Застой. Перестройка. Отстой - Евгений Степанов
Шрифт:
Интервал:
Закладка:
По выходным к нам приходили гости, родственники Эммы Ивановны. Ее брат, полковник внутренних войск Владимир Иванович с женой Аллой Николаевной, инструктором Горкома КПСС, отец Иван Сергеевич с новой женой Валентиной Николаевной… (Бабушка Наташи умерла за пять лет до нашей свадьбы.)
Разговаривали ни о чем, ели-пили, Эмма Ивановна на всех готовила, а потом, когда гости расходились, мыла посуду. Я много раз предлагал ей помочь, но она отказывалась. Она очень переживала расставание с мужем, стала курить, иногда позволяла себе выпить лишнее. Ела очень мало – обходилась, как зайчик, морковкой, капусткой. Я ни разу не видел, чтобы она полноценно обедала. Только кормила других.

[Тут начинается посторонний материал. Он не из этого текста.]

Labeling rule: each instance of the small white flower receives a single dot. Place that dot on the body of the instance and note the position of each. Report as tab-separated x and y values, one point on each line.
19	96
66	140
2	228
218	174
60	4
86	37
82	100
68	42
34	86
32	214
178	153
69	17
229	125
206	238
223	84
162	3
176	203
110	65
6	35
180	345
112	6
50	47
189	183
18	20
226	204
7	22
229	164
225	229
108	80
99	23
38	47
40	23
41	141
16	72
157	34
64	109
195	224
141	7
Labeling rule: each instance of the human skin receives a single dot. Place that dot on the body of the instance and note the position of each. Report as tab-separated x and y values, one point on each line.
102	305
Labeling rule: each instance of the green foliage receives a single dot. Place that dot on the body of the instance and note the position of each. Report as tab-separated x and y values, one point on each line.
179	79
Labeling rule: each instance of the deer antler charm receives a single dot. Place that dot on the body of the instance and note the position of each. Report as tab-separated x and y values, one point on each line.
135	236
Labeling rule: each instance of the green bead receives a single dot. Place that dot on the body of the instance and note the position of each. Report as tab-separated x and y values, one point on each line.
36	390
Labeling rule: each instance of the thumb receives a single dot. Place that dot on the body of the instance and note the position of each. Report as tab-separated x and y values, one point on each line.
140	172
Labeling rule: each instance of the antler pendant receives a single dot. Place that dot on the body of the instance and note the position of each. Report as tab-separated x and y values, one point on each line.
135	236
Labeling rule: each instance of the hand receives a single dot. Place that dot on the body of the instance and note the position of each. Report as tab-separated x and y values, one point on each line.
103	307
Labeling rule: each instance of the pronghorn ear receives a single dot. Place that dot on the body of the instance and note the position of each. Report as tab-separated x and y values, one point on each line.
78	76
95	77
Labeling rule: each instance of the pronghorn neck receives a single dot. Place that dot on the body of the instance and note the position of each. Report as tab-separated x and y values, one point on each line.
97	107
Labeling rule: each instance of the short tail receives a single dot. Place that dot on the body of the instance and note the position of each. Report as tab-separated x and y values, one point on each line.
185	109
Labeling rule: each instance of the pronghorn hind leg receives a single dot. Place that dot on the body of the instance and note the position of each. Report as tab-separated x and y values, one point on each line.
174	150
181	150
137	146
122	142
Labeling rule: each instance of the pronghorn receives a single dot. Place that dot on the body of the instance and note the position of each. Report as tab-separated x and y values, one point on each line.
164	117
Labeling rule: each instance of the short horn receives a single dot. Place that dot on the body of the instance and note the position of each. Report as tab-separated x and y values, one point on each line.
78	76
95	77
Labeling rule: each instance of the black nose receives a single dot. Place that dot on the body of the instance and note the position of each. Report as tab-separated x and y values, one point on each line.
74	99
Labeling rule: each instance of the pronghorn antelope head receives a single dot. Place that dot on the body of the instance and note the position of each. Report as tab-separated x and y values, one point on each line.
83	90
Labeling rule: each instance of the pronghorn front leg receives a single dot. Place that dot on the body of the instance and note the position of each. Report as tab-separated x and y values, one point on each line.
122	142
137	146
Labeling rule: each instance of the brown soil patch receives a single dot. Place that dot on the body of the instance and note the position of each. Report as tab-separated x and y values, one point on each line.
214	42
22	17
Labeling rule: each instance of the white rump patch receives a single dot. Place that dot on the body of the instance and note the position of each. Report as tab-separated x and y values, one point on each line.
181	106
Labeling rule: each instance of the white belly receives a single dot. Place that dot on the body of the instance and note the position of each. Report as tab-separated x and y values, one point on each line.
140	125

В 1982 году умер мой дедушка Александр Алексеевич (отец моего отца). Дедушка был человек замечательный. Руководил крупными промышленными трестами, работал в министерстве рыбной промышленности, сделал много научных открытий. Играл на скрипке и баяне, разводил пчел на своей даче в Купавне, выращивал огромные помидоры и маленькие огурчики, всегда нам давал мед и овощи, обожал футбол, особенно игру “Динамо” (Тбилиси).
– Капиани, – он именно так говорил (через “а”) – выдающийся волшебник. Смотрю на него – душа радуется.
Мы часто приезжали с отцом к деду в Купавну, он там жил со своей второй женой, тетей Ниной (моя бабушка Зина умерла, когда мне было полтора годика), ходили в лес за грибами, дед играл на скрипке и, как ребенок, трогательно ждал комплиментов. Я их всегда ему говорил, хотя играл он не слишком хорошо, абсолютного слуха, как у меня, у него не было.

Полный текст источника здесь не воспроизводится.